“It was the political event of the weekend – the arrival of Labour leadership contender Jeremy Corbyn in Birmingham” – standing room only
Adrian caught up with Jeremy Corbyn and asked him what difference he thinks he would make if he was to be the next leader of the Labour party. The Herald’s audiBoom extract from the Bordesley event prompted the writer to find the interview on Monday’s programme.
Corbyn thinks of this leadership contest as being more about democratic expression – the wishes of ordinary people, currently not accurately represented under the present electoral system – and an alternative economic vision: in sum: “We don’t have to accept austerity”.
Osborne’s austerity has increased debt and cut services
Corbyn response to two questions: first, that the alternative to austerity is to expand and rebalance the economy, collect taxes due, increase pay, support manufacturing and invest your way to prosperity.

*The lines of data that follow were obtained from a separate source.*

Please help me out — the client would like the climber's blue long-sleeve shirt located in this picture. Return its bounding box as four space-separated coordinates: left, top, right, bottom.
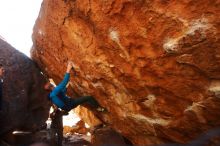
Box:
49 73 70 109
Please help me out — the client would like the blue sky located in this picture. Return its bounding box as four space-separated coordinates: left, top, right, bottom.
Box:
0 0 42 56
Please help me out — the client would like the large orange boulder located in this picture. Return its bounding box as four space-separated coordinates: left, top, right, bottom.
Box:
32 0 220 145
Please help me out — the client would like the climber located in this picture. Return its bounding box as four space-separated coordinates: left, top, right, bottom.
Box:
0 64 4 111
44 62 104 112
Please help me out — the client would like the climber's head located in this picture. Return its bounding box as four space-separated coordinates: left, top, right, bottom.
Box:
44 82 54 91
0 64 5 77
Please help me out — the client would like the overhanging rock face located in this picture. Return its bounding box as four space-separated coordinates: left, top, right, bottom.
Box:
32 0 220 144
0 39 49 135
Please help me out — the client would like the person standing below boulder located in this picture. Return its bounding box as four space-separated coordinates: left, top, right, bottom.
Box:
0 64 4 111
44 62 105 112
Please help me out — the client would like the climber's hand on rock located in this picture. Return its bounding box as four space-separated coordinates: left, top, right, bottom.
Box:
66 61 73 73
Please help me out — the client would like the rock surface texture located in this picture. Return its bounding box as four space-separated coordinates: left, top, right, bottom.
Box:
32 0 220 145
0 39 49 139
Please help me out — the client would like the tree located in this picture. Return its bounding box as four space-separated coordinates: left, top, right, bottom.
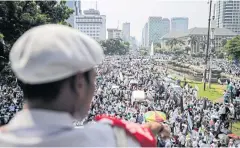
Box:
200 40 207 52
0 0 73 59
166 38 185 49
224 36 240 60
221 39 227 47
99 39 130 55
188 35 198 53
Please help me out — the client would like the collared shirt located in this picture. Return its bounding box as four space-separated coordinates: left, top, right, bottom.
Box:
0 109 140 147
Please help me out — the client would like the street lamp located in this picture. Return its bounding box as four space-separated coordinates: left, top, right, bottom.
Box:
203 0 212 91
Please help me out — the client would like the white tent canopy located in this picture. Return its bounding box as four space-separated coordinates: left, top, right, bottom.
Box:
131 90 146 103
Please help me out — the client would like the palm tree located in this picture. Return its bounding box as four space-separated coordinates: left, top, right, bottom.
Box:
188 35 198 53
200 40 207 52
166 38 185 49
221 39 227 47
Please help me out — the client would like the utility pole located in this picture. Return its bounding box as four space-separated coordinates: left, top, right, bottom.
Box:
203 0 212 91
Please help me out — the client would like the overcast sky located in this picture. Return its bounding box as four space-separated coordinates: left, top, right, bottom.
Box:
82 0 209 41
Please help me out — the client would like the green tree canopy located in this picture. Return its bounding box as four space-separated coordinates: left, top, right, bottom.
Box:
99 39 129 55
224 36 240 59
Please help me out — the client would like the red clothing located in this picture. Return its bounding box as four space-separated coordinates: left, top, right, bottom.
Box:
95 115 157 147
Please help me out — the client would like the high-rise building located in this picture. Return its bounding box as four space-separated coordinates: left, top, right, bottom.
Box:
74 9 106 41
142 23 148 47
171 17 188 32
122 23 131 42
66 0 82 28
142 17 170 47
215 0 240 34
107 28 122 39
161 18 170 36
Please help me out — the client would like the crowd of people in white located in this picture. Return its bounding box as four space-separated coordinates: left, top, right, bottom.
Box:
0 55 240 147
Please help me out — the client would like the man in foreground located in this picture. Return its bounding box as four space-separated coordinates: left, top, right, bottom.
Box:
0 25 169 147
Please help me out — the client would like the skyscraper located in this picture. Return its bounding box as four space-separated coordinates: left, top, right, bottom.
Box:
122 23 130 42
66 0 82 28
74 9 106 41
171 17 188 32
215 0 240 34
142 23 148 47
142 16 170 47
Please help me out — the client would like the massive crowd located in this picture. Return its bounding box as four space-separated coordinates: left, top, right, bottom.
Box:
0 55 240 147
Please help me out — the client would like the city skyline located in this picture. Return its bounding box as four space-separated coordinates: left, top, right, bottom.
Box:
82 0 209 41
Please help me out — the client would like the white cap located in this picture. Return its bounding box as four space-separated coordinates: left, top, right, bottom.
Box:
10 24 104 84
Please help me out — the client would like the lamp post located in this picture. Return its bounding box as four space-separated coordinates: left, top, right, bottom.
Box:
203 0 212 91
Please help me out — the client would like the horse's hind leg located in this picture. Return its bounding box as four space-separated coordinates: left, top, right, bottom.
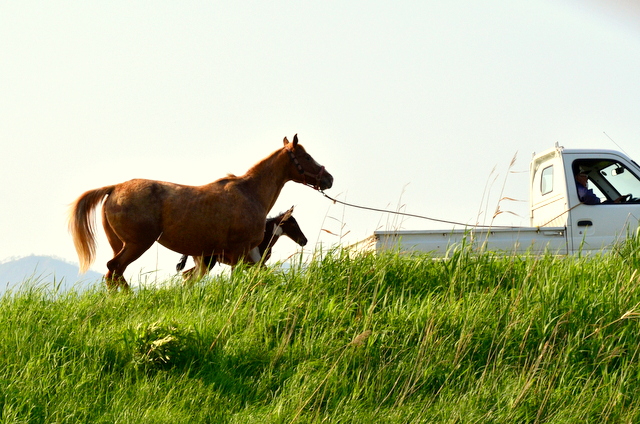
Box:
102 210 155 291
105 239 155 290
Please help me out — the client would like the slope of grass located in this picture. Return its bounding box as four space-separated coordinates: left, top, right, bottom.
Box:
0 239 640 424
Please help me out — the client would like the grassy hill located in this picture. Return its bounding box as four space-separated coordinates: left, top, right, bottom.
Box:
0 239 640 424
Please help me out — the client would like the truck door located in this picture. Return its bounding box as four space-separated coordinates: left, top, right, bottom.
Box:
567 158 640 252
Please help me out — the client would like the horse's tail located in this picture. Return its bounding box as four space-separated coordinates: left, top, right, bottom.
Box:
69 185 115 273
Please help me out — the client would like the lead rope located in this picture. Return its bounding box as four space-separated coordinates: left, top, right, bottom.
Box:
318 190 560 229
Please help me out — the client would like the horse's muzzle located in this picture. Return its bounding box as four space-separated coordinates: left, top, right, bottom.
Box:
318 171 333 190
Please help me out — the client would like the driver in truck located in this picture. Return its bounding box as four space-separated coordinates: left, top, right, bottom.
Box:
575 171 626 205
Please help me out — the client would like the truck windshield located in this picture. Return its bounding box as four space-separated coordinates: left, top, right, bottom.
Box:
573 159 640 203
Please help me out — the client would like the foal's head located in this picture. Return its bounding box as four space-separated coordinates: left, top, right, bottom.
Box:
265 207 307 247
284 134 333 190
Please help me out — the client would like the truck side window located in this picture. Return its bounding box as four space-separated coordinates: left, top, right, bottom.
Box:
540 165 553 196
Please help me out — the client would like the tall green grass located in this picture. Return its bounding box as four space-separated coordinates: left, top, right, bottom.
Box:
0 237 640 424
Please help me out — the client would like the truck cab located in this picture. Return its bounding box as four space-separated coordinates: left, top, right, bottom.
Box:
374 144 640 256
529 145 640 252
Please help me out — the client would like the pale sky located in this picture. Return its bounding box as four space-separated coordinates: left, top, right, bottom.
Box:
0 0 640 280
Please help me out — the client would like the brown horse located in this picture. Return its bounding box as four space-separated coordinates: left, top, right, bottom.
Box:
176 207 307 279
69 134 333 289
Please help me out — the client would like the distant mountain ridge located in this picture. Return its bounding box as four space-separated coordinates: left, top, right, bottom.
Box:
0 255 102 293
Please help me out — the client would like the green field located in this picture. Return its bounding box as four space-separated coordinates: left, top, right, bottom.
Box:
0 237 640 424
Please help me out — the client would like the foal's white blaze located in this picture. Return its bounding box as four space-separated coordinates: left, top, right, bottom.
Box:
249 247 262 264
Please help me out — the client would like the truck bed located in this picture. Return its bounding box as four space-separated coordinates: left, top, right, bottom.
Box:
374 227 568 257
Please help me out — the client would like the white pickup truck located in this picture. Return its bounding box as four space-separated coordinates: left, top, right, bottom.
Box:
374 144 640 257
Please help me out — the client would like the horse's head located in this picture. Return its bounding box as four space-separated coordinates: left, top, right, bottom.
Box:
284 134 333 190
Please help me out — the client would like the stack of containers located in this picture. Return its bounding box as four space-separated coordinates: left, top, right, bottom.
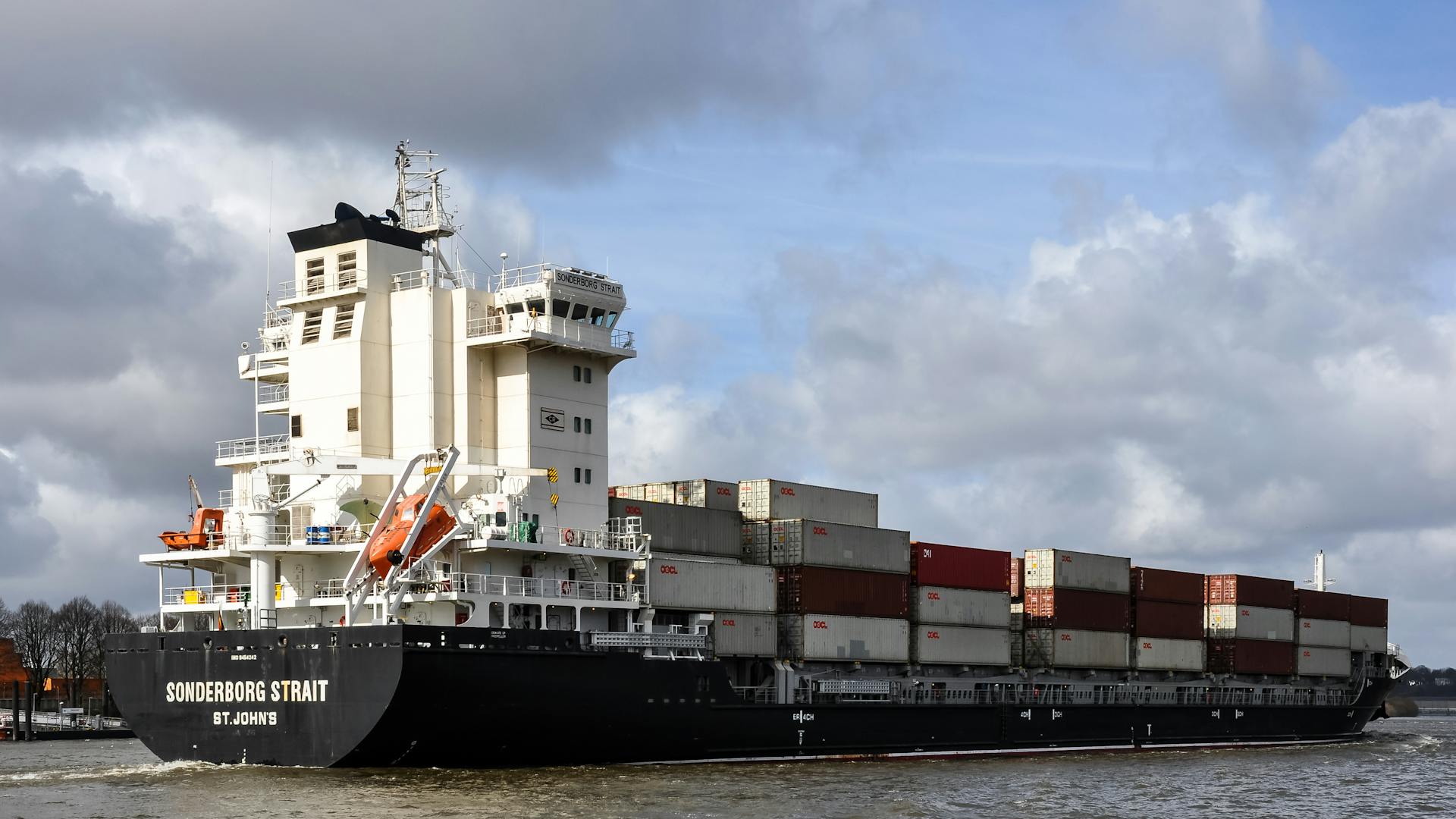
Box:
1204 574 1294 676
1294 588 1350 676
1350 595 1391 654
1130 567 1204 672
1022 549 1131 669
738 479 910 663
910 541 1021 666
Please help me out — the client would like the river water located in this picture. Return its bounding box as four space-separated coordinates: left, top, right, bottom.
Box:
0 717 1456 819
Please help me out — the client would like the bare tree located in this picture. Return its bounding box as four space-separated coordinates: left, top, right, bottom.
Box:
55 596 100 702
13 601 57 691
93 601 138 676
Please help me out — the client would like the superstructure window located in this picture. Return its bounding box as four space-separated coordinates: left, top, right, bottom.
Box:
303 256 323 293
303 310 323 344
334 305 354 338
339 251 359 288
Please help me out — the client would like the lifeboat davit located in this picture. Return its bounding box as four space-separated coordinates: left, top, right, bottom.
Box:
157 507 223 551
369 494 456 577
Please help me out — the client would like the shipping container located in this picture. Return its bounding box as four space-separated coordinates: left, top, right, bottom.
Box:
1204 606 1294 642
779 613 910 663
1022 549 1133 596
1207 639 1294 676
1131 566 1204 605
711 612 779 657
1296 645 1350 676
1294 588 1350 621
1025 628 1128 669
648 557 774 612
910 541 1010 592
738 478 880 528
1350 595 1391 628
753 520 910 574
1294 617 1350 648
1133 634 1204 672
607 497 742 558
1022 587 1131 631
769 566 910 620
1133 599 1204 640
674 478 738 512
910 623 1019 666
1350 625 1389 654
644 481 677 504
1204 574 1294 610
910 586 1010 628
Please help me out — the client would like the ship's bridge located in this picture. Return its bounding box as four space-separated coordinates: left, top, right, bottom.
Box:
466 264 636 359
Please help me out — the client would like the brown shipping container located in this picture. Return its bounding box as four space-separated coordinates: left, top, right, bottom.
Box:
1133 566 1203 604
1133 599 1203 640
910 541 1010 592
1294 588 1350 621
1024 588 1130 631
1350 595 1391 628
1209 639 1294 675
779 566 910 618
1204 574 1294 609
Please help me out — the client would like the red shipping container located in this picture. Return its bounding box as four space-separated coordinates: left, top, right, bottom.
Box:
1204 574 1294 609
1133 599 1203 640
1025 588 1130 631
1350 595 1391 628
779 566 910 618
1294 588 1350 620
910 541 1010 592
1130 566 1203 605
1207 639 1294 675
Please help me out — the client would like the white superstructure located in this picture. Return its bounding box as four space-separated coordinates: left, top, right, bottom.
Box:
141 143 667 631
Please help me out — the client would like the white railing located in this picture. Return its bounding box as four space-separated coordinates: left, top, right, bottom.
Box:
391 268 475 290
464 313 635 350
217 435 288 457
258 383 288 403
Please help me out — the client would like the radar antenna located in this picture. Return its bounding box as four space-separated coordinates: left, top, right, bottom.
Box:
386 140 460 287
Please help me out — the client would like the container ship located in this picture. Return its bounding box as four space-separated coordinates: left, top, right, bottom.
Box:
106 144 1405 767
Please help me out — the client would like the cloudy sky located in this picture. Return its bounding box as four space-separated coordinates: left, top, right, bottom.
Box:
0 0 1456 664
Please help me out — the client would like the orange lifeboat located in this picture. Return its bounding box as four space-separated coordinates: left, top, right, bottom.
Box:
369 494 456 577
157 507 223 551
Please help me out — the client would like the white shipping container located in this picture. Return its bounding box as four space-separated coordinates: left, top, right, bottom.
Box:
1025 628 1128 669
1022 549 1133 595
738 478 880 528
910 623 1019 666
1294 617 1350 648
642 481 677 503
611 484 646 500
1350 625 1389 654
1203 605 1294 642
674 478 738 512
646 557 777 612
709 612 779 657
779 615 910 663
1294 645 1350 676
607 497 742 558
1133 637 1204 672
910 586 1010 628
753 520 910 574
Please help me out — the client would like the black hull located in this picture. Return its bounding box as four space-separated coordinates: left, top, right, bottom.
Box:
106 625 1391 768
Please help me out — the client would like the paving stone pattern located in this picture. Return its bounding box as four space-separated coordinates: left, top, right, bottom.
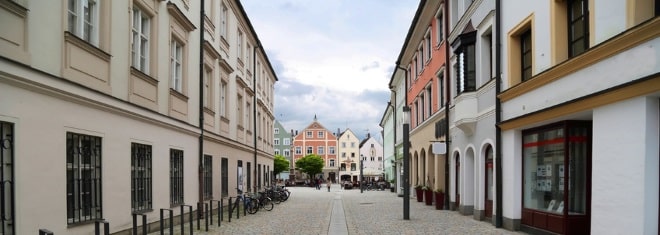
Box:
152 184 525 235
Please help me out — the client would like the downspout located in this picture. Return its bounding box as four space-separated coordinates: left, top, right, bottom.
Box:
443 1 451 210
197 0 206 215
495 0 504 228
252 42 266 192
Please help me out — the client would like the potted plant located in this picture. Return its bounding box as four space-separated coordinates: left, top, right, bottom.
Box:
434 188 445 210
422 185 433 206
415 184 424 202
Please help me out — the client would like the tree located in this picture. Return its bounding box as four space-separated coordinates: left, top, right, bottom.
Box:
296 154 325 178
273 154 289 178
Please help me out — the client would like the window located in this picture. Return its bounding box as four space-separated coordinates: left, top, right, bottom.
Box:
220 157 229 197
523 121 591 215
170 149 184 207
567 0 589 57
68 0 99 46
452 31 476 95
435 8 445 44
170 40 183 93
131 7 151 74
437 71 445 109
220 2 228 39
66 132 103 224
204 66 213 108
520 30 532 82
204 155 213 200
424 27 433 61
220 80 227 117
236 30 243 62
131 143 152 212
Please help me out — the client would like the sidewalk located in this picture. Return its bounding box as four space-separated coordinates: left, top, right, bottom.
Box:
148 184 525 235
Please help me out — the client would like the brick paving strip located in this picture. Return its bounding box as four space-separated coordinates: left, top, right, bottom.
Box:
151 185 524 235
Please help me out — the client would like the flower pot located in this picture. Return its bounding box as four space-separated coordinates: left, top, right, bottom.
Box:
435 192 445 210
424 190 433 206
415 188 424 202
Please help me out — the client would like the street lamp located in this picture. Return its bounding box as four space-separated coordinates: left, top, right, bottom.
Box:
402 105 410 220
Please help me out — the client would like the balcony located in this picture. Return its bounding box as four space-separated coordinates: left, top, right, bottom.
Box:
454 92 479 136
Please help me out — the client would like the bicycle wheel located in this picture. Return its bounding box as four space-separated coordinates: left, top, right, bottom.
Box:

Second, that the crisis in Calais and the Libya refugee camps is a product of wars around world – a shared human responsibility. The United Nations as an internationally responsible organisation should look at the causes of insecurity causing those unable to survive to go somewhere else.
Birmingham author and Birmingham Press contributor, Steve Beauchampé writes – as many think:
“A Tim Farron led Lib Dems, Nicola Sturgeon and the SNP, the Greens, Plaid Cymru and Corbyn at Labour … not a bad left leaning alliance”.